This is my viewpoint too Sandor.

I don't care if you shave. Not a jot. But I do care that society expects women to shave and that in some cases young women in particular are made to feel ashamed if they don't remove their entire pubic hair.

Equally I don't care that women change their name on marriage. But I do care that women changing their name has meant that women's history has become entirely subsumed into men's stories. I care that women disappear in records when they marry as they don't have a separate identity. I care that in the past when women married they became a legal non-entity and were entirely under the control of their husbands and a change of name was a reflection of that. I care that nowadays women feel pushed into changing their name even if they don't want to and men who claim it's "not a big deal" to change name won't do the same thing themselves because actually for a lot of people it is a big deal. I care that professionally women can be fucked over by a name change as it means their professional identity is disrupted and that men don't have to deal with that problem.

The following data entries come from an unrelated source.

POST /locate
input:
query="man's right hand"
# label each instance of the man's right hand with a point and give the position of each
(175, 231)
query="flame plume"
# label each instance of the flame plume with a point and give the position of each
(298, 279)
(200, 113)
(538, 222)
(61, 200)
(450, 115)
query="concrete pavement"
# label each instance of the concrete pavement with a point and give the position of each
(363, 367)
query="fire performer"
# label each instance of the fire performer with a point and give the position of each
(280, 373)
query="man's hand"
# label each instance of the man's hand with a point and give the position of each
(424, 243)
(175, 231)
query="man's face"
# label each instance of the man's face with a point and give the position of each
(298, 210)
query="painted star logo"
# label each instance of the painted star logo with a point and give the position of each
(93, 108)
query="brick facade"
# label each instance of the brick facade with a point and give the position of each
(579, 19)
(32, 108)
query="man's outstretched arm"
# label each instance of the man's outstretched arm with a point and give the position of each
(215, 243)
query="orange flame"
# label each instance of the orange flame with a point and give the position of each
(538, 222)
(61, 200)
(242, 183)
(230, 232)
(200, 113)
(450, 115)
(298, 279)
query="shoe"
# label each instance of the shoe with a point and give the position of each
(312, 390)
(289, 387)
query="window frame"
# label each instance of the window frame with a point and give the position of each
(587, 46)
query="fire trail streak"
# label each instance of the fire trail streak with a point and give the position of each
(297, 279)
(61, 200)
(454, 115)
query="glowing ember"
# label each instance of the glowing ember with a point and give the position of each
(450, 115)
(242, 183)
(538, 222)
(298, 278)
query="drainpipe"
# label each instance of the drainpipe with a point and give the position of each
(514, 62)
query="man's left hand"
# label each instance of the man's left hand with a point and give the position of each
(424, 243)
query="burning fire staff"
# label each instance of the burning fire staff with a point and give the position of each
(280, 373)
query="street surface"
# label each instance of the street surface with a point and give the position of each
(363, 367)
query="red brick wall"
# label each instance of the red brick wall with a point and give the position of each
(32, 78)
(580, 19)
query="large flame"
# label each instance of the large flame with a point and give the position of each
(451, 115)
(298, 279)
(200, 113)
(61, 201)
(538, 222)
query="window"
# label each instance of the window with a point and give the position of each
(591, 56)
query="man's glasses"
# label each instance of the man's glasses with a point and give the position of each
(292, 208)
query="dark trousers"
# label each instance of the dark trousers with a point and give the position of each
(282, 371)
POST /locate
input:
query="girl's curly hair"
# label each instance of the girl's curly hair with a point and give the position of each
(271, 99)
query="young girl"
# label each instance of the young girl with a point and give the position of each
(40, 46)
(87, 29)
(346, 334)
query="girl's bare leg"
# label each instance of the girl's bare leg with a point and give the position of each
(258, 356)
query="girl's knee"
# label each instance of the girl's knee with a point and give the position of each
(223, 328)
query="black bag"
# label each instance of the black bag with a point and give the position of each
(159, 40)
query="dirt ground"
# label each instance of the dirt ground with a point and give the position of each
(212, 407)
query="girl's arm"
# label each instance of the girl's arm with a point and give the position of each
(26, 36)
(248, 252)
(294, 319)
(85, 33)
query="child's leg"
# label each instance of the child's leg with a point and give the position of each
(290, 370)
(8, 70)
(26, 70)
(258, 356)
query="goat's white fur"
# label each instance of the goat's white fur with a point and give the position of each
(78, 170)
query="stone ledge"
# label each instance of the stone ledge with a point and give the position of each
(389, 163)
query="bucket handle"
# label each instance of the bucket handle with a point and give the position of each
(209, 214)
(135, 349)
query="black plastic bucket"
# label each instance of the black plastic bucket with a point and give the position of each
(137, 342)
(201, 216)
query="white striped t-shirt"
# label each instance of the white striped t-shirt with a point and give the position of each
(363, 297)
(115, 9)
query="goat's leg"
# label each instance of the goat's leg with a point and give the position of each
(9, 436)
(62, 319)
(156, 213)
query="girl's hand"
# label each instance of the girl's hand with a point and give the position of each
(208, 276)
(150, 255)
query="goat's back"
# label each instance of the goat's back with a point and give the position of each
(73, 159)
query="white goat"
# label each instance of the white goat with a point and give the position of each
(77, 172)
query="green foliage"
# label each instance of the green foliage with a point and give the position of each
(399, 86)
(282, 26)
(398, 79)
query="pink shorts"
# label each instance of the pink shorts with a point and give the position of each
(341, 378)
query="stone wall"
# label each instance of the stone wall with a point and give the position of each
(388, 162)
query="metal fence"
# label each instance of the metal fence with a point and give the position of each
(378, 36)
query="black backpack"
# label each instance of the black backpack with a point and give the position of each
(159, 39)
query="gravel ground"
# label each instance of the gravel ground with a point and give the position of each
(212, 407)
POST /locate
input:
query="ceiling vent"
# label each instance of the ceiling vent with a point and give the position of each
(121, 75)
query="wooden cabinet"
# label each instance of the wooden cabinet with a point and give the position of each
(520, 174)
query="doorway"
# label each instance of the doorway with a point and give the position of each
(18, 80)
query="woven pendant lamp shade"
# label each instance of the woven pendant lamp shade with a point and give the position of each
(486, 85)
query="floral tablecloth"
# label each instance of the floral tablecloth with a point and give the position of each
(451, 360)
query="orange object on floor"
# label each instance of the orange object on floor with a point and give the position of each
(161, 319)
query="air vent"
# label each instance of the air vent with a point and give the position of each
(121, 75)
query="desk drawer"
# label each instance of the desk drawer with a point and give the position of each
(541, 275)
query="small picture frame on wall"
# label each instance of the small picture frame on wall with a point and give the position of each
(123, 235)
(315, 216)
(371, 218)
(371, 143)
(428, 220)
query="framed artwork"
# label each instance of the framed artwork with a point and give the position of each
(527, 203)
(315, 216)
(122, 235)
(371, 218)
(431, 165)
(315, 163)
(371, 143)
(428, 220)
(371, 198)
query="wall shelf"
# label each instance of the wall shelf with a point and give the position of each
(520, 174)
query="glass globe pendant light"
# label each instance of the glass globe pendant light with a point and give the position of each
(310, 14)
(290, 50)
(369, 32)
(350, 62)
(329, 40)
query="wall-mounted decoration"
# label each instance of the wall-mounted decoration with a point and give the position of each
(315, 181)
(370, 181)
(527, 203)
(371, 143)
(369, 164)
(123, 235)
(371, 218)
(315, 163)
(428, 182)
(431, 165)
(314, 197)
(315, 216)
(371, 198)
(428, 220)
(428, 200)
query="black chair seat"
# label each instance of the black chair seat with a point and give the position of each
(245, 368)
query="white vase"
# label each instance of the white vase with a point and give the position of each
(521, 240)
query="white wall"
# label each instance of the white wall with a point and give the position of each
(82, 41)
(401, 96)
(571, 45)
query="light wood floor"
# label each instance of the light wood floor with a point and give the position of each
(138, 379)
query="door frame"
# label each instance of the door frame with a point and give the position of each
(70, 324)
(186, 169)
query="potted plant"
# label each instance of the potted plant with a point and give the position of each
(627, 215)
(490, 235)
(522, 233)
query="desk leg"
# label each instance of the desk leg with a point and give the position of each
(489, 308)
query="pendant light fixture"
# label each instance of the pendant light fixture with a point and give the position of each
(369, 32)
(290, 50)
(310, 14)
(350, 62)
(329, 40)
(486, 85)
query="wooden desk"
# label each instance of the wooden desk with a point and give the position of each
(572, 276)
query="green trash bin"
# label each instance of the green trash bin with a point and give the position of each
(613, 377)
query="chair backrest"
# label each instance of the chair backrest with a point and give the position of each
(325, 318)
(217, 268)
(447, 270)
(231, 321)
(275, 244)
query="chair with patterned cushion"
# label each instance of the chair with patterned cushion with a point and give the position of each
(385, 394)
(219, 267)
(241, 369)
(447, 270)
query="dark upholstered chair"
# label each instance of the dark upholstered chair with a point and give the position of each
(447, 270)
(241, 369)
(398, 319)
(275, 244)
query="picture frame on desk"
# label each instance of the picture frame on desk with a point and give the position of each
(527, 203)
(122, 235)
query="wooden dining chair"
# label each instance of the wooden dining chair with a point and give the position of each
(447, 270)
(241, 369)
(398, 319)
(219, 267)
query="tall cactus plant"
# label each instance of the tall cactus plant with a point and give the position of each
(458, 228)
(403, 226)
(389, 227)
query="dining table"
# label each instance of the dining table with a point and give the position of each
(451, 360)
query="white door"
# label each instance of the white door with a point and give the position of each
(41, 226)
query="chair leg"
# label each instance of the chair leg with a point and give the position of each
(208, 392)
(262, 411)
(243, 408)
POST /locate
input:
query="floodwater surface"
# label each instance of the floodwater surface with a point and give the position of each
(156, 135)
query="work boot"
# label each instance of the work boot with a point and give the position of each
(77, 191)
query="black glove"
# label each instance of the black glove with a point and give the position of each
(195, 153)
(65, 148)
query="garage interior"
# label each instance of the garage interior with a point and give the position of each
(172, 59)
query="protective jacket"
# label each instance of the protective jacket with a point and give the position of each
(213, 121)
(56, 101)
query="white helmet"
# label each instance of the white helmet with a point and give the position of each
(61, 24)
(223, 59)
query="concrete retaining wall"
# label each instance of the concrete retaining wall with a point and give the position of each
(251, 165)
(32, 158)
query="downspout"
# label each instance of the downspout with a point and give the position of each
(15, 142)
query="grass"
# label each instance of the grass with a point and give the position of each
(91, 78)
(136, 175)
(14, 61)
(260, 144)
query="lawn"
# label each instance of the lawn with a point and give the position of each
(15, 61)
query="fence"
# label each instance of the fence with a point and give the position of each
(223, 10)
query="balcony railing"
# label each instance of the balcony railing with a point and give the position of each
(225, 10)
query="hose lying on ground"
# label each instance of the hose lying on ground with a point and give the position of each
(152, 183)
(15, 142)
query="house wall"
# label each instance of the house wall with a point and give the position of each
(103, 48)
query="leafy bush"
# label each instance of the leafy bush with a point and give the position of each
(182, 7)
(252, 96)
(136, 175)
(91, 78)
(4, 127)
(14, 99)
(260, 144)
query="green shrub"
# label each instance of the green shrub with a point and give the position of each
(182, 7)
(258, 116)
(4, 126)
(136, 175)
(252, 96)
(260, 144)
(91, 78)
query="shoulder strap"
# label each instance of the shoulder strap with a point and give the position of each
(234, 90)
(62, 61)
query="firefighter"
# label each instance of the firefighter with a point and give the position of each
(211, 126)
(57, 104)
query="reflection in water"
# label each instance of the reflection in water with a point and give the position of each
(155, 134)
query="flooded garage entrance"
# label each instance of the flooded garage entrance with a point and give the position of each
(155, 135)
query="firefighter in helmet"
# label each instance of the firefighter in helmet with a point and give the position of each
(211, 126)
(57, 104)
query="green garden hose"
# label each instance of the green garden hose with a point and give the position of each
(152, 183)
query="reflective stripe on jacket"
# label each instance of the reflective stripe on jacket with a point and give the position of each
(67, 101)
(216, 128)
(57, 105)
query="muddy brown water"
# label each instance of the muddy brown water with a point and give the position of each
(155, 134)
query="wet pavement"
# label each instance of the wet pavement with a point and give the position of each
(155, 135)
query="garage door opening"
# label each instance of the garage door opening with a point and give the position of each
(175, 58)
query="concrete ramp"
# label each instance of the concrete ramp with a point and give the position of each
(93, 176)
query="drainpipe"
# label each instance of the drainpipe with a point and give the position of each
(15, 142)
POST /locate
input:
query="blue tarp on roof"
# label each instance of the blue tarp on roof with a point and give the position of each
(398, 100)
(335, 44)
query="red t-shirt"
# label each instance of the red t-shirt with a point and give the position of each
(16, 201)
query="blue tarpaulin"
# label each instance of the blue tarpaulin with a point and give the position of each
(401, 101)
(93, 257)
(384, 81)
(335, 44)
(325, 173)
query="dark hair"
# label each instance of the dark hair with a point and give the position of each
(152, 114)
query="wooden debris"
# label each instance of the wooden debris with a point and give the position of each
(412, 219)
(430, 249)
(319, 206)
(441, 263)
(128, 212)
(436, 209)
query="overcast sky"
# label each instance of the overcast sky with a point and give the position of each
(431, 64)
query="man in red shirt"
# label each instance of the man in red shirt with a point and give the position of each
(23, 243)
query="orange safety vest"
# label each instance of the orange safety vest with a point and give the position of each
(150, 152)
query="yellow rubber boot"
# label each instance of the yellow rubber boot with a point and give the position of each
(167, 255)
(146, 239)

I don't care if a woman chooses to wear make up. But I do care that many women feel they can't leave the house without make up and that there are inches and inches of column space devoted in the media to shaming women who don't wear make up. I care that so many women feel that they can't just get up in the morning and go out and show their actual face to the world, that they feel they have to cover up and change it and feel so lacking in confidence because the message the world gives is that women must meet a certain standard of beauty or they are worthless.

I care that 85,000 women are raped every year and very few rapists are convicted. I care that two women a week are killed by men. I care that 276 girls in Nigeria are at this moment being raped and terrorised by men who have kidnapped and "married" them and that nothing is being done about it.

SoleSource · 18/04/2015 17:46

85,000 per year in the UK?

cailindana · 18/04/2015 17:46

Each individual issue - shaving, make up, catcalling - is relatively small on its own. But it all adds up and is all part of a bigger picture. That's why it's important.